Writing distributed programs with Python + Hadoop

Source: Internet
Author: User
Keywords Write can Java pass debug
Tags business business needs cat code command-line arguments control cutting data

What is Hadoop?

Google proposes a programming model for its business needs MapReduce and Distributed file systems Google File system, and publishes relevant papers (available on Google Research's web site: GFS, MapReduce). Doug Cutting and Mike Cafarella the two papers when they developed the search engine Nutch, the MapReduce and HDFs of the same name, together with Hadoop.

MapReduce's data flow is shown in the following figure, the original is processed by mapper, then partition and sort, arrives reducer, outputs the final result.


Pictures from hadoop:the Definitive Guide

The principle of Hadoop streaming

Hadoop itself is developed in Java, and programs need to be written in Java, but with Hadoop streaming, we can write programs in any language to allow Hadoop to run.

The relevant source code for the Hadoop streaming can be viewed in the GitHub repo of Hadoop. In simple terms, this Java program is responsible for creating Mr Jobs by passing parameters to a written Java program (the *-Streaming.jar of Hadoop) by mapper and reducer written in other languages. Another process to run the mapper, the resulting input through stdin to it, and then mapper processed after the output to the STDOUT data to hadoop,partition and sort, and then open the process to run reducer, the same way through stdin/ StdOut get the final result. Therefore, we only need to write in other languages in the program, through stdin to receive data, and then the processed data output to Stdout,hadoop streaming through this Java wrappers help us solve the tedious steps in the middle, run distributed programs.


Pictures from hadoop:the Definitive Guide

In principle, as long as you can handle stdio language can be used to write mapper and reducer, you can also specify mapper or reducer for Linux programs (such as awk, grep, cat) or in a certain format to write Java class. Therefore, mapper and reducer also need not be the same class of procedure.

Advantages and disadvantages of Hadoop streaming


You can write MapReduce programs in your favorite language (in other words, you don't have to write Java XD)

You don't need to import a bunch of libraries like a Java Mr Program, do a lot of configuration in your code, and a lot of things are abstracted to the stdio, and the amount of code is significantly reduced

Because there is no library dependencies, debugging is convenient, and can be disconnected from Hadoop first in the local pipe simulation debugging


You can only control the MapReduce framework with command-line arguments, unlike Java programs that use APIs in your code, weak control, some things beyond

Because the middle is separated by a layer of processing, the efficiency will be relatively slow

So Hadoop streaming is better suited for simple tasks like writing scripts with one hundred or two hundred lines in Python. If the project is more complex, or needs to be more detailed optimization, the use of streaming will be prone to some of the place.

Write a simple Hadoop streaming program in Python

Here are two examples:

Michael Noll Word Count program

The routine of hadoop:the definitive guide

There are a few things to note about using Python to write Hadoop streaming programs:

If you can use iterator, use iterator as much as possible to avoid storing stdin input in memory, which can severely degrade performance

Streaming won't help you split key and value pass in, pass in only a string only, need you in code manually call split ()

The end of each row of data from stdin appears to have \ n, and insurance generally requires the use of Rstrip () to remove

When you want to get K list instead of processing Key-value pair, you can use GroupBy with Itemgetter to make a group with the same K pair as the key. With a Java-like write, reduce can directly obtain a text-type key and a iterable as the effect of value.
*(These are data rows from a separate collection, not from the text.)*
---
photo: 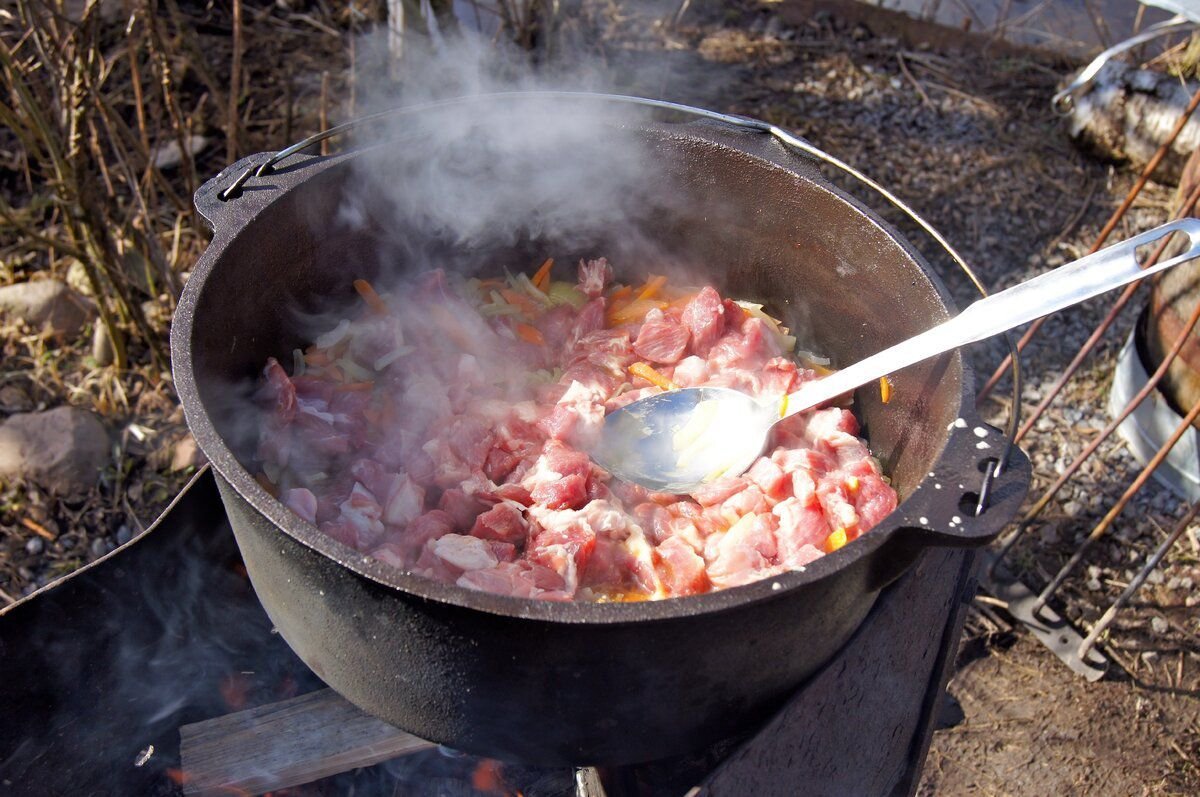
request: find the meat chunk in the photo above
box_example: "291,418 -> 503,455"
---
580,257 -> 612,299
654,537 -> 713,595
708,515 -> 779,588
634,318 -> 691,365
430,534 -> 500,570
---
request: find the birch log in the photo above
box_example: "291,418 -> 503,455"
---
1068,61 -> 1200,185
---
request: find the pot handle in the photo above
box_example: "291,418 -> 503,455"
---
192,152 -> 282,233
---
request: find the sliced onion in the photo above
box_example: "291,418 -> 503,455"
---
313,318 -> 350,348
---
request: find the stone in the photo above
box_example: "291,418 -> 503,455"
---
91,324 -> 116,368
88,537 -> 110,559
0,407 -> 109,498
0,280 -> 95,337
67,259 -> 91,296
170,435 -> 208,471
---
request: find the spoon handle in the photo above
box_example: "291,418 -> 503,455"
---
780,218 -> 1200,418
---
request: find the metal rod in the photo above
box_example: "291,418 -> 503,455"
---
1033,401 -> 1200,613
1016,177 -> 1200,443
1050,16 -> 1196,113
1079,503 -> 1200,658
978,89 -> 1200,402
206,91 -> 1022,492
990,277 -> 1200,568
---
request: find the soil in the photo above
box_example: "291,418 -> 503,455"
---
0,0 -> 1200,796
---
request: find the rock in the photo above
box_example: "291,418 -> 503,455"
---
91,324 -> 116,367
0,407 -> 108,498
0,384 -> 34,413
150,136 -> 209,172
67,259 -> 91,296
170,435 -> 208,471
0,280 -> 95,337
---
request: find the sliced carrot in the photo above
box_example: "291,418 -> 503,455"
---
500,288 -> 538,318
254,471 -> 280,498
530,257 -> 554,290
670,290 -> 698,307
637,274 -> 667,301
516,323 -> 546,346
430,304 -> 476,352
608,284 -> 634,303
354,280 -> 388,316
629,362 -> 679,390
608,299 -> 667,326
824,528 -> 850,553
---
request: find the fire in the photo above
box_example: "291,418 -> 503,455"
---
167,768 -> 254,797
470,759 -> 504,793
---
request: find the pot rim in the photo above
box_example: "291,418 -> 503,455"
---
170,92 -> 1003,625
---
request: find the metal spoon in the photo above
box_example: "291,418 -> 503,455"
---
592,218 -> 1200,493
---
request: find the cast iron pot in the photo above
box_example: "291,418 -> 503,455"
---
172,97 -> 1028,766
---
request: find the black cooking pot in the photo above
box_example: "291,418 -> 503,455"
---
172,97 -> 1028,765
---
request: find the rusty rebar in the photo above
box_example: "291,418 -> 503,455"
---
1016,176 -> 1200,442
1032,401 -> 1200,613
978,89 -> 1200,402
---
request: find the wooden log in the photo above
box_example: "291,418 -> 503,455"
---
1067,61 -> 1200,184
179,689 -> 436,797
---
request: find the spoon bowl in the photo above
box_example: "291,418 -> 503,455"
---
592,218 -> 1200,493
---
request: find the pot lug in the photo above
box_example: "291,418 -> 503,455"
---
898,417 -> 1031,547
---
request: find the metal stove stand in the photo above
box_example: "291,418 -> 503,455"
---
0,471 -> 974,797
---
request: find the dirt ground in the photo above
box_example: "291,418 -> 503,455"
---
0,0 -> 1200,796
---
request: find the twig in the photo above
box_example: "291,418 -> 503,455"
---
896,53 -> 934,108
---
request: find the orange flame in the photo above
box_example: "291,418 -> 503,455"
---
218,672 -> 250,711
470,759 -> 505,793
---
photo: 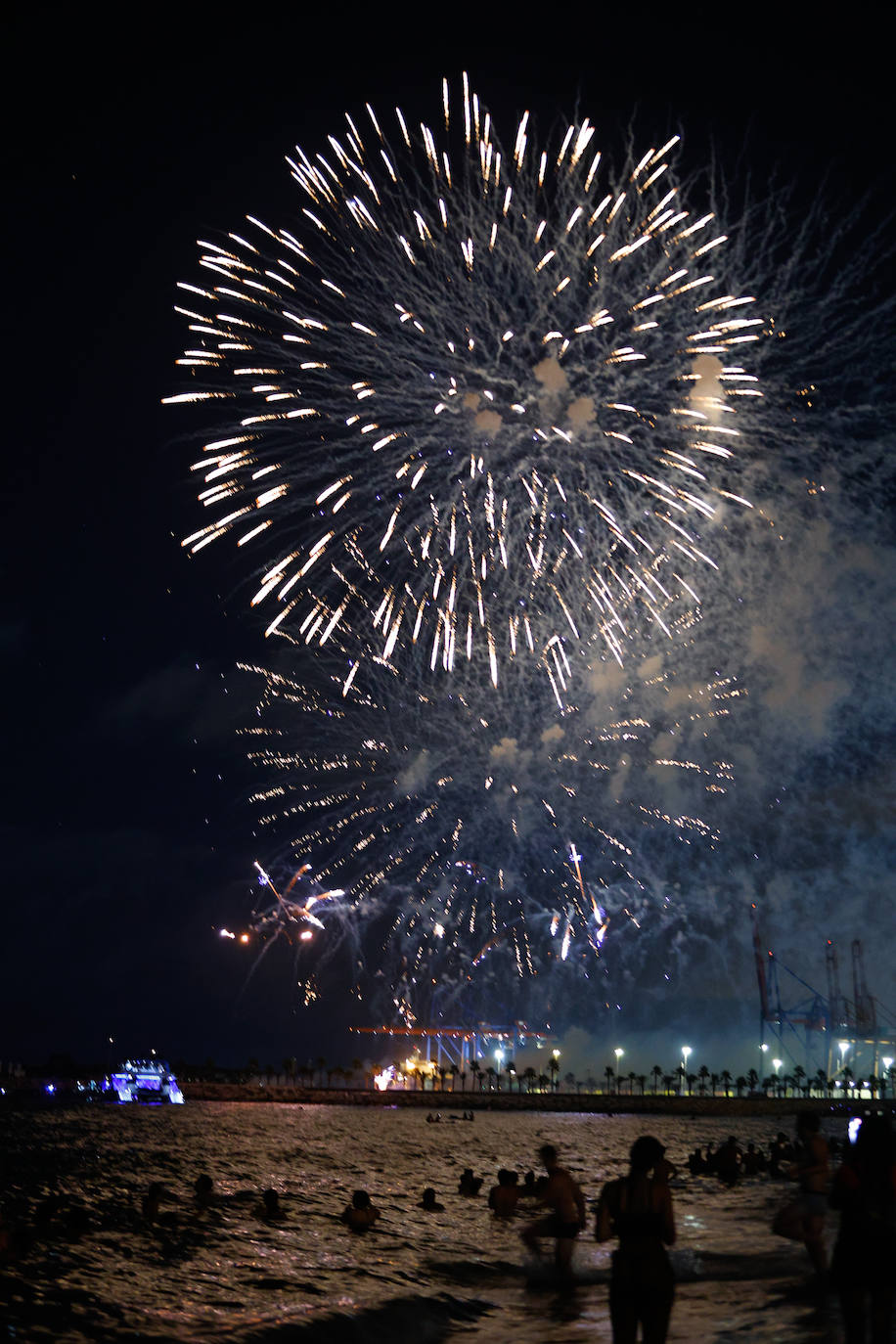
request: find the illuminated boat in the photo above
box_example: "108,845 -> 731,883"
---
104,1059 -> 184,1106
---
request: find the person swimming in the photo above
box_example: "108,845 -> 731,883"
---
339,1189 -> 381,1232
489,1167 -> 519,1218
457,1167 -> 483,1194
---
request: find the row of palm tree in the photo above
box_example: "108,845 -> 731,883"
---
257,1055 -> 896,1098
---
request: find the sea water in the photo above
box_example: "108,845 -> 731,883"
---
0,1102 -> 843,1344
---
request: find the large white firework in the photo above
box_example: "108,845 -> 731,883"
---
240,618 -> 742,1017
168,78 -> 763,704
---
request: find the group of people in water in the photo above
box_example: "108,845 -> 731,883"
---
342,1111 -> 896,1344
0,1111 -> 896,1344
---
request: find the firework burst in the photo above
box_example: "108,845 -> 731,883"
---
238,618 -> 741,1017
168,79 -> 763,705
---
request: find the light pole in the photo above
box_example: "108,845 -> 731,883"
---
681,1046 -> 694,1092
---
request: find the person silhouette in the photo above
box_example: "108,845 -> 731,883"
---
339,1189 -> 381,1232
519,1143 -> 584,1283
594,1135 -> 676,1344
830,1114 -> 896,1344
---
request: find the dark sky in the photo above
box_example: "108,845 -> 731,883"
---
0,7 -> 892,1063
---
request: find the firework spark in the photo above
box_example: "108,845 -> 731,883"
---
168,78 -> 763,704
236,618 -> 741,1017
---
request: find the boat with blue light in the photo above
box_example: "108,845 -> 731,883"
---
102,1059 -> 184,1106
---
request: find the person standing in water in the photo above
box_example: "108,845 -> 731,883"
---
519,1143 -> 584,1283
594,1135 -> 676,1344
788,1110 -> 829,1282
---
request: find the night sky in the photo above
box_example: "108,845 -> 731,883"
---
0,16 -> 896,1064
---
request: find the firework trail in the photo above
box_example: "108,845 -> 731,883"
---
168,70 -> 763,704
238,630 -> 742,1020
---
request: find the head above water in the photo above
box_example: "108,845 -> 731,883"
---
629,1135 -> 665,1172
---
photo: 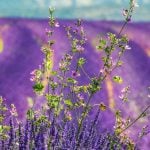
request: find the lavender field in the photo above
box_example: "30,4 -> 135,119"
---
0,18 -> 150,150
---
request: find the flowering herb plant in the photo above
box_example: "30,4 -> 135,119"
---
0,0 -> 150,150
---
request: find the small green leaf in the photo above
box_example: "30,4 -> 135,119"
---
78,58 -> 85,67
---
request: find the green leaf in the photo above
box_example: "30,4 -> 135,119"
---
78,58 -> 85,67
64,99 -> 73,107
67,78 -> 77,84
33,83 -> 44,92
113,76 -> 123,84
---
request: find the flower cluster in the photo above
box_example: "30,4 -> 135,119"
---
0,0 -> 150,150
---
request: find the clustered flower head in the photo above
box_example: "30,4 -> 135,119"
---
0,0 -> 150,150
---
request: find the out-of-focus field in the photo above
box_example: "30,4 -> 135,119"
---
0,19 -> 150,149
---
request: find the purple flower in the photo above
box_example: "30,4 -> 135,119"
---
72,71 -> 80,78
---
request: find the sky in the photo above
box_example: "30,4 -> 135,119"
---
0,0 -> 150,21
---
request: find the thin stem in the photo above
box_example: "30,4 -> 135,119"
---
76,94 -> 93,142
80,67 -> 91,81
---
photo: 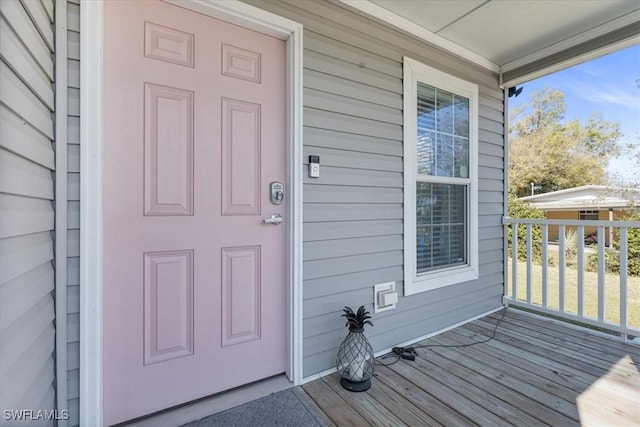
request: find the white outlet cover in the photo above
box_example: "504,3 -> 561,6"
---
373,282 -> 396,313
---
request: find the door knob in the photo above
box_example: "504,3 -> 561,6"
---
262,214 -> 282,225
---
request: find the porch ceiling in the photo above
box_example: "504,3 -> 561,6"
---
342,0 -> 640,85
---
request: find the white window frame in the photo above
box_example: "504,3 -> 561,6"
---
403,57 -> 479,295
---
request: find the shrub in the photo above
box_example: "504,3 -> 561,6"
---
507,192 -> 545,263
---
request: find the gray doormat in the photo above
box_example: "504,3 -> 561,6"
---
182,389 -> 327,427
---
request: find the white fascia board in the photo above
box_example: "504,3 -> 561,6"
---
501,10 -> 638,73
500,11 -> 640,88
340,0 -> 500,73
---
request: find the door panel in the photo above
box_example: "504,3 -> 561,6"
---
103,1 -> 287,424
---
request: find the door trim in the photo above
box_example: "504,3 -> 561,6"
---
80,0 -> 303,426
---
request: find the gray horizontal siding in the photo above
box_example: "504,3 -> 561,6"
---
247,0 -> 504,376
0,0 -> 55,425
65,1 -> 80,426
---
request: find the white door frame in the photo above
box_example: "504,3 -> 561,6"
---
80,0 -> 302,426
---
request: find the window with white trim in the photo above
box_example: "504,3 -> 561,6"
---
578,210 -> 600,221
404,57 -> 478,295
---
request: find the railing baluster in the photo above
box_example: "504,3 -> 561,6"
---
504,217 -> 640,342
542,224 -> 549,307
511,223 -> 518,301
598,226 -> 607,322
620,227 -> 628,342
577,225 -> 584,317
558,224 -> 565,313
527,224 -> 533,304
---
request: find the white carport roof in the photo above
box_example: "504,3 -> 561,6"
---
520,185 -> 640,210
341,0 -> 640,87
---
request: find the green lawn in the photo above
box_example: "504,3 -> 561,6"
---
509,260 -> 640,328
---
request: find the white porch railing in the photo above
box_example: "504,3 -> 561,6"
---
503,217 -> 640,342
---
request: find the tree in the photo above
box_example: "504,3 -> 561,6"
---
509,88 -> 620,197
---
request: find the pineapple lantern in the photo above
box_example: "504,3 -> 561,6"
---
336,305 -> 374,391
Note that Itemgetter is more efficient than lambda expressions, so if the requirements are not very complex, try to use itemgetter better.

The basic template I wrote for the Hadoop streaming program was


#!/usr/bin/env python



Some description here ...


Import Sys

From operator Import Itemgetter

From Itertools import GroupBy

def read_input (file):

"" "Read input and split." "

For line in file:

Yield Line.rstrip (). Split (' t ')

def main ():

data = Read_input (Sys.stdin)

For key, Kviter in GroupBy (data, Itemgetter (0)):

# some code here.

if __name__ = = "__main__":

Main ()


If the input output format differs from the default control, it is mainly adjusted in Read_input ().

Local debugging

The basic pattern for local debugging Python programs for Hadoop streaming is:

$ cat | Python | Sort-t $ ' t '-k1,1 | Python >

Or if you don't want to use the extra cat, you can use the < orientation

$ Python < | Sort-t $ ' t '-k1,1 | Python >

Here are a few points to note:

Hadoop by default According to the tab to split key and value, the first split out of the key, by key to sort, so use here

Sort-t $ ' t '-k1,1

To simulate. If you have other requirements, you can adjust the command-line arguments when you give it to the Hadoop streaming, and local debugging can be adjusted, mainly by adjusting the sort parameters. Therefore, in order to be proficient in local debugging, it is recommended to master the use of the sort command.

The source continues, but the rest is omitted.